Your mother sang "Let there be peace on earth" at the top of her lungs at your funeral and wore large dark glasses like a movie star who didn’t want to be recognized. The local county sheriff came and kindly prevented any of your enemies, including our boss, from entering the church. I must have been on the guest list because despite my affiliation with the magazine they let me in, reluctantly at first. I drove out through Westchester in the convertible of that handsome guy from the business department with my expensive tortoise shell sunglasses on and the cd player on and the sun blazing down on the beautiful lush tress of Westchester County. We were so happy to be free from the office on a summer’s day, even if for a funeral. Happy to be alive, unlike you, who could find no joy in this superficial world where we were. You grew up in a beautiful part of New York.
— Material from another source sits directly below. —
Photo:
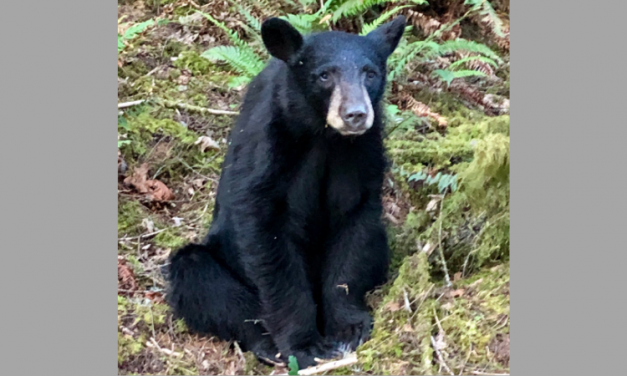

I don’t think you ever belonged in the city. You belonged where the tall trees were dense, near here where you decided to die. We pulled up a few hundred yards from the church and stopped the car, and put the top on the car, turned the stereo down and drove solemnly in to the gravel church parking lot.
I knew that you were in trouble. We brought you Krispy Kreme doughnuts one morning after you had been out for weeks, starving yourself, thinking about suicide. Your pants were falling off your ass you were so skinny, and your graciousness upon receiving the doughnuts made us feel like we were big and we had helped you and showed you we care. And we went on and forgot about you within seconds, wisecracking our way through the day over in the editorial wing, completely unaware of the rest of the operation of our business, like a bunch of privileged adolescents at our own little exclusive boarding school or something. We went on with our sort of happy lives, eating in nice restaurants, going to the beach on the weekend, working hung over, disdaining the boss, walking home up Fifth Avenue among the sea of Tiffany-wearing Saks Fifth Avenue-smelling ridiculous flaunting of beauty and wealth. I knew that you were in trouble, but those of us who remain living seldom allow ourselves to imagine making the kind of decision you made to go deliberately into the forest, after much thought, and take away your life.
People stood up from folding metal chairs and told stories in the brightly lit cafeteria of the church with its macramé blessings hanging on the cinderblock walls. You on an ice boat flying across a great big frozen lake, a beautiful golden curly haired child. You ballroom dancing, a big oaf of a guy. "I love the way he made my mother laugh," one of your friends said, a woman who maybe you had been in love with once. I wonder if you knew how you had touched them. "Steve taught me, whatever you accuse others of, you need to learn yourself," one of your friends said, someone who really did know you. "There are people in this room with great education and people in this room who can’t even spell three words," he went on. We knew who we were. "He touched all of you. He told me once, 'I keep all my friends on a shelf.' It looks like that shelf broke and you all landed here."